The first to try would be to look for (rational) roots, but that is fruitless here (you need only test divisors of the constant term, but $\pm1$ is not a root).

Next you might try to factor as $(x^2+ax+b)(x^2+a'x+b')$ with integer coefficients, where once again you could conclude that $bb'=1$, so $b=b'=\pm1$. However, as the solutionm tells as, this won't work to produce integer values $a,a'$ - though if you still give it a try with $b=b'=1$, you might be led to $a,a'=\pm\sqrt 3$.

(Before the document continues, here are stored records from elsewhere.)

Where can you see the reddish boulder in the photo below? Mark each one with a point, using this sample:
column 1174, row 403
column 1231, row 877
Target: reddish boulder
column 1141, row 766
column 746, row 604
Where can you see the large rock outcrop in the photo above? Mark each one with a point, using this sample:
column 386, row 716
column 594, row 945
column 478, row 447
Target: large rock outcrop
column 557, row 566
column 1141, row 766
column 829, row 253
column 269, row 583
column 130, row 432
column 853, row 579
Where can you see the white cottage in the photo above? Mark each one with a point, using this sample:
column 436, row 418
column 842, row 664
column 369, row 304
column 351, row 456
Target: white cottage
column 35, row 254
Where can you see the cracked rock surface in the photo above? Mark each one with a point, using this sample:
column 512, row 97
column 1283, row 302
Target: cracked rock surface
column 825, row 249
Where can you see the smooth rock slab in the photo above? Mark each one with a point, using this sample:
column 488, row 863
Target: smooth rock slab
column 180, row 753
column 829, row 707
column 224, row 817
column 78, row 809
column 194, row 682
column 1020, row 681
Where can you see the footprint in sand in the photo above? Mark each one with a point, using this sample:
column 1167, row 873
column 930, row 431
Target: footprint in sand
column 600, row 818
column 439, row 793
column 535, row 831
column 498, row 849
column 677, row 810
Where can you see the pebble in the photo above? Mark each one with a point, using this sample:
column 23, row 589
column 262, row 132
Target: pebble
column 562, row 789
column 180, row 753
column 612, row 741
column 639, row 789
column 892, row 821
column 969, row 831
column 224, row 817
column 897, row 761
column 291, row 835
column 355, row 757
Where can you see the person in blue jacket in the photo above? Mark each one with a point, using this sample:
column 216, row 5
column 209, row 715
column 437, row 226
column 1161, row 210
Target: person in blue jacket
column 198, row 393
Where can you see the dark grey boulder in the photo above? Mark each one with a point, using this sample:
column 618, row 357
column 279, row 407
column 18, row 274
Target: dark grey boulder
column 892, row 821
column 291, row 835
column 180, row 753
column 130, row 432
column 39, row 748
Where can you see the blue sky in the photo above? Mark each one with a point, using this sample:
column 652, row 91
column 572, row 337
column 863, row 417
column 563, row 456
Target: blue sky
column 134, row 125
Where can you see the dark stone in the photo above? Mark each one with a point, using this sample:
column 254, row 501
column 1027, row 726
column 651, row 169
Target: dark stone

However, a "trick" works here: Try to add something simple (that is also a easy to take the square root of) in order to obtain a square. Here we have $x^4-x^2+1$, which almost looks like $x^4+2x^2+1=(x^2+1)^2$, so we have $$ x^4-x^2+1=(x^2+1)^2-3x^2 = (x^2+1)^2-(\sqrt3x)^2$$ and can apply the third binomial formula to obtain a factorization.